Fortunately there are accommodations that can help with most physical disabilities and we are working on incorporating those into our world. But, the invisible symptoms are often harder to deal with.

--Like the tingling in my feet that has kept me from wearing tie shoes for at least 5 years. Yep, my shoes may be ugly but my feet don’t tingle.

--Like the urgency to use the bathroom, always planning ahead so it doesn’t become an issue.

--Like the occasional spasticity that makes my leg muscles jump at random.

--Like the dizziness that hits me on a hot day or under bright lights.

--Like the fatigue that hits every afternoon when my medicine starts to wear off. It seems the intervals between when the medicine helps and when it doesn’t are getting further apart.

--Like the sensitivity to hot and cold which makes my muscles twitch when I step onto a cold floor or try to get a pedicure.

--Like the complications that make some of these things worse whether temporarily or permanently. Sometimes it’s hard to know. Is it a side effect of medication, am I sick, or is it just MS?

There are things I can do that help manage these issues, sometimes. They are just not always convenient or full proof.

But, I am thankful because it could be worse. I CAN still…

---Use my brain. Other than a few minor memory lapses my cognitive abilities have not been affected by MS.
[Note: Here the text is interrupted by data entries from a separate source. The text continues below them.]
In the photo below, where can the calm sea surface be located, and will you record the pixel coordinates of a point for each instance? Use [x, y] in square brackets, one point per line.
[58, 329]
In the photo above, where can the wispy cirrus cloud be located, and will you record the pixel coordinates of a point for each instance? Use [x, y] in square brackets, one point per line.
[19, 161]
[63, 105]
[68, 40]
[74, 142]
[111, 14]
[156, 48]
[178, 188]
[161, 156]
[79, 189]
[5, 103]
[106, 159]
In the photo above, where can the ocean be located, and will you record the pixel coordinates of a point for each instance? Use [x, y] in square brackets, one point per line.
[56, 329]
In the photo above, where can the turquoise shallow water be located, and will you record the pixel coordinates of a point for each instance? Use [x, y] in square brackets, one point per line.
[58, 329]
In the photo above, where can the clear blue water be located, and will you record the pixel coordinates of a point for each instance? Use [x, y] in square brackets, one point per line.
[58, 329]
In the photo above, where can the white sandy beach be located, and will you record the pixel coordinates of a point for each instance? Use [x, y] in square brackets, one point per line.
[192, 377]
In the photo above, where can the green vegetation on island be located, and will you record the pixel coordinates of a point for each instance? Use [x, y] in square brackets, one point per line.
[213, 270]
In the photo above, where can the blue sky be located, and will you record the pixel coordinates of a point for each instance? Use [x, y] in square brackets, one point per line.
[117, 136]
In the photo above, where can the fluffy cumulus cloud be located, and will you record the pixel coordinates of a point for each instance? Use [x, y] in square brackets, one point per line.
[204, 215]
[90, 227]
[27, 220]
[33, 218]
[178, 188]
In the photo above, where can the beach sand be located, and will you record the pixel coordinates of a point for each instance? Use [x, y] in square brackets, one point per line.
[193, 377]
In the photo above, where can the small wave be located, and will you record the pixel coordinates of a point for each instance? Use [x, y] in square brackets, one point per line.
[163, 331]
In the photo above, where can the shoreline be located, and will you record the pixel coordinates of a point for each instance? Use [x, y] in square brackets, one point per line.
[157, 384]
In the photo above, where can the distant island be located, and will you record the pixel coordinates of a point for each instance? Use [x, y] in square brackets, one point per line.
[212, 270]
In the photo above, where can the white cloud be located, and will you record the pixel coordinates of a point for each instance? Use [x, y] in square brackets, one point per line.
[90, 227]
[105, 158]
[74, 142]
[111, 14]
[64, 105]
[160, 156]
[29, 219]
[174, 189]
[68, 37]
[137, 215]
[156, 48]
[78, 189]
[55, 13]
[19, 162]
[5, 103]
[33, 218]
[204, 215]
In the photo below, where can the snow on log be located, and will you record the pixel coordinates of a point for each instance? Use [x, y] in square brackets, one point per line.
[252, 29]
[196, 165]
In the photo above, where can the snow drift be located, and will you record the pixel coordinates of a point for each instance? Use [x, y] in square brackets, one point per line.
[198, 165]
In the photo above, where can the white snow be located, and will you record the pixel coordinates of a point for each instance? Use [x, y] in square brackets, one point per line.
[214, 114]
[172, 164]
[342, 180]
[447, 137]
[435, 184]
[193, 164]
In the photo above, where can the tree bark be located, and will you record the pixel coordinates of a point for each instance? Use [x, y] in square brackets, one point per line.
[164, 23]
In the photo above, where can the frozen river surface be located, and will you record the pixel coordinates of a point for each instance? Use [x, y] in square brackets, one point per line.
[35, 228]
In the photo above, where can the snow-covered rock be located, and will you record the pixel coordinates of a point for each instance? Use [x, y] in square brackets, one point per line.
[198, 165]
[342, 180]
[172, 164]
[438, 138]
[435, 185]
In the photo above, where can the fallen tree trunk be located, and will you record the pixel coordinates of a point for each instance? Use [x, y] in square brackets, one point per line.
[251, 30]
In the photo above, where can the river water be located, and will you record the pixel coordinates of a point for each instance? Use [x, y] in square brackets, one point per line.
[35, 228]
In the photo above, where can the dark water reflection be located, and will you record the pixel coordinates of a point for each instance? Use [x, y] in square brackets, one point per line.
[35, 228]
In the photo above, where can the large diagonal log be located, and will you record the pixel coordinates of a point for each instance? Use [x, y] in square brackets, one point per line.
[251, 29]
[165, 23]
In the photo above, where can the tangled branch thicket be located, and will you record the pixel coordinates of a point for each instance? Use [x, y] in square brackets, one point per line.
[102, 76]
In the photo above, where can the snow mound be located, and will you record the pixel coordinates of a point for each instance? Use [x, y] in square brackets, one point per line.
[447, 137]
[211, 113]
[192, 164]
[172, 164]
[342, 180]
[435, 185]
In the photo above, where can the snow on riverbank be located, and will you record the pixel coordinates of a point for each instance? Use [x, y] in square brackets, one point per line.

---Get up and down, walk or stand for short periods and I am not confined to a wheelchair.

---DRIVE

---Maintain some level of independence.

---Enjoy time with family and friends.

---Live life without pain. Some achiness yes, but don’t we all?

---Help others

---Laugh

It is a constant battle between what I want to do and what I can or should do but I am thankful for the little wins.
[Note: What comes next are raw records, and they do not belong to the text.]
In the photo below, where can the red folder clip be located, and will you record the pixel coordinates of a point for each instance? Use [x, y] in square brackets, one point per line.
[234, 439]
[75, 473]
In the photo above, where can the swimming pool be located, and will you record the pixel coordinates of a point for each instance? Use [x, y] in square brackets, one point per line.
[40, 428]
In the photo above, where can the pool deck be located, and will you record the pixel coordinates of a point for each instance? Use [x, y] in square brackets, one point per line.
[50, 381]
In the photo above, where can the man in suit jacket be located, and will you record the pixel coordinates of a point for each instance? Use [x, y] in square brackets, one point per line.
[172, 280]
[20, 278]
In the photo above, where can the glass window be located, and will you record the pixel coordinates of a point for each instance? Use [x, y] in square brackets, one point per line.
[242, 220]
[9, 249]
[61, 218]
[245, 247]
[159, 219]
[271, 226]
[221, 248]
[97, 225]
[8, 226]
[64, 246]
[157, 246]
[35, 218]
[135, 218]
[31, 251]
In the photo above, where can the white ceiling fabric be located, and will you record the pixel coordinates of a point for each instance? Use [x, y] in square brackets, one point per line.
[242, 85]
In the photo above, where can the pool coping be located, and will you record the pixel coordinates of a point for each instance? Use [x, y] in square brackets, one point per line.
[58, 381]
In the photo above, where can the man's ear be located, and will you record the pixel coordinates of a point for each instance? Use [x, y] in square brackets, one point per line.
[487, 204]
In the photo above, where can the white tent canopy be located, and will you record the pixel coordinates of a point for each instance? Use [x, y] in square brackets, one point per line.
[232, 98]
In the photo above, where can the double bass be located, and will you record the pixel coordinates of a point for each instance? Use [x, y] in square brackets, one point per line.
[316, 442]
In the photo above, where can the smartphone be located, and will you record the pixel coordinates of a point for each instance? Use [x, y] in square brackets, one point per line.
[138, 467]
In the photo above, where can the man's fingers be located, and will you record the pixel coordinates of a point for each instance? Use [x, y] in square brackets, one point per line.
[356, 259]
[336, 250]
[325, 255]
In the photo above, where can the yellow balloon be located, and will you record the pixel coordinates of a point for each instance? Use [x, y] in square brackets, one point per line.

Because of my clear physical disability people are more apt to accept my illness. There are many who suffer silently because their symptoms are not visible. There are many who suffer far greater than me.

But yes, MS sucks.

Life goes on.

You play the cards your dealt.

Yada yada yada…

Anyone that knows me knows I don’t want pity or sympathy, empathy maybe. There’s no way I could possibly ever explain what it feels like to be me. But there is always a reason to be grateful. Remember that. So many times we take for granted the smallest things. “I’ll just run in and grab a few things” leads to frustration because you are in a hurry and the older lady in front of you is not. It is about perspective. Yes it still frustrates me when people get in my way but oh how I appreciate when people take the time to wait for me and hold the door. Or ask if I need help getting something off the shelf. They are taking a moment from their busy schedule for me. And yes most of the people I know

would do the same thing but sometimes we fail to see the importance. Sometimes the things we think are so urgent can wait a few moments. You’re day might just get a little brighter if you slow down and appreciate the small things. The older lady in front of you is someone’s mom. I bet that someone is glad they are still shopping independently and enjoying life. I know when I have a good day and feel like venturing out for a few things I am grateful.